A $200 tailored suit beats a $10,000 one that doesn't fit
Fredrik takes "dress the part" to the extreme, and I mean that as a compliment. The line that stuck with me: a $200 suit from Macy's, tailored to you, beats a $10,000 Tom Ford that hangs wrong. I learned this early in my career and I still tell my agents this. Get the tailoring done. Wear good shoes. I wear bright, sometimes mismatched socks now — small thing, but it's part of the same idea. Look like you take the job seriously, in the specific details most people skip.
Sleep beat me this morning
Fredrik walks through his entire day like he's training for a fight — when he wakes up, how tight his calendar is, and if it's not tactful, he gets anxious. He wakes up around 5:30. I wake up earlier, but that's not the point. The point is what you do with the time. He also takes sleep seriously, and this one hit me hard because I recorded this review after six hours of sleep, at 6:45 in the morning, with a bike ride still ahead of me. One bad night doesn't hurt you. A pattern of them will cost you on the day you can least afford it. That's the discipline I need to actually adopt instead of just admire.

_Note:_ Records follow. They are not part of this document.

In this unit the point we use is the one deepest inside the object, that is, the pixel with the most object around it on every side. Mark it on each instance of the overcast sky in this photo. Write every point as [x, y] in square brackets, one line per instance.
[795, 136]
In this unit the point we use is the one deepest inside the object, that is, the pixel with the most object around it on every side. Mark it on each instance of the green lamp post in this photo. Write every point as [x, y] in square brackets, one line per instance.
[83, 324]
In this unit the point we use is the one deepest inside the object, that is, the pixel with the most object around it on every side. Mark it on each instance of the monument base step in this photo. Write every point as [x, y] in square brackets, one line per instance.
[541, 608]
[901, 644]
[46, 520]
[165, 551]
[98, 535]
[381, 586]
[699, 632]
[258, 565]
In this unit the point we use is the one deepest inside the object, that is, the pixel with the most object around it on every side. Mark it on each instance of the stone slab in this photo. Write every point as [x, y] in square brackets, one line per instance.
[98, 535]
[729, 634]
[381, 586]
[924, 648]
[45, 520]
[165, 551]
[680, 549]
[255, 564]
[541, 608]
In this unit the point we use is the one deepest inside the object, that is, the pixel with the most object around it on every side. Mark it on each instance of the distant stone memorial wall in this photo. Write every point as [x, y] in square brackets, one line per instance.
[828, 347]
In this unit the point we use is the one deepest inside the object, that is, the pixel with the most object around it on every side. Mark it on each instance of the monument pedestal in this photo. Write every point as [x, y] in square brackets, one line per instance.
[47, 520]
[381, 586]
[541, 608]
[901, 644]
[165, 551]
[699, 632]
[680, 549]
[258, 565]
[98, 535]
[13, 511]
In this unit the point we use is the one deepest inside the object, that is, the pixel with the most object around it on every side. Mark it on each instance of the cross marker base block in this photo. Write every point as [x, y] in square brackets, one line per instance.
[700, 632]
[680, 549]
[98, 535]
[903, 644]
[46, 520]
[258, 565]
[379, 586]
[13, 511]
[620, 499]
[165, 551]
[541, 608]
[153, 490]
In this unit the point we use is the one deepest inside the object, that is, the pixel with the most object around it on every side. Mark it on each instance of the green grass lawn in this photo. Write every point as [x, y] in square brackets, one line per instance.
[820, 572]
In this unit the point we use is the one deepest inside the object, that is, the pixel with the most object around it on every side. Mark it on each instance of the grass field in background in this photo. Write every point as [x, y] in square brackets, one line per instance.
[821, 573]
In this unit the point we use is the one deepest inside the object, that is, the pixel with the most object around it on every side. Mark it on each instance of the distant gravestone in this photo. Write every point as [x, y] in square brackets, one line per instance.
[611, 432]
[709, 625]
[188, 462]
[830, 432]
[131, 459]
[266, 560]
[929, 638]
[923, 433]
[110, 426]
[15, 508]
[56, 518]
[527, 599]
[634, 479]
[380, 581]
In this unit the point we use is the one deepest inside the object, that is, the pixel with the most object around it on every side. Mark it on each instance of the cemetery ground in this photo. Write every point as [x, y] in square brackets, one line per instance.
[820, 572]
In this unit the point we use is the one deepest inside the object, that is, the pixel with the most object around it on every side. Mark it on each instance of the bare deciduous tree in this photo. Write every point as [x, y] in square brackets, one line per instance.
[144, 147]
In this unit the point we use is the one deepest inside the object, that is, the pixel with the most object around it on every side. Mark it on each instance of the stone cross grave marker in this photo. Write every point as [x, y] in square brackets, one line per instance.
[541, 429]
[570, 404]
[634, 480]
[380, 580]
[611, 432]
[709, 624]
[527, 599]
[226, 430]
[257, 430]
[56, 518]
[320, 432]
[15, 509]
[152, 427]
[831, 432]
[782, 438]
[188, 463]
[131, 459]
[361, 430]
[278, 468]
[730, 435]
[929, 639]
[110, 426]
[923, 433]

He also spends real time on the managerial side — bonuses, giving back to your team, making the job fun and not just serious all the time. That's a note I'm taking directly into how I run my own company.
Who should read it
This isn't a beginner's real estate book, and it's not for everyone. If you resent people who talk openly about their success, skip it. If you're brand new to real estate with no baseline knowledge of the business, a lot of it won't land yet. But if you've got a few years in — I'm going on seven — and you want the confidence, the polish, and the managerial edge from someone who's genuinely number one in New York City, pick it up.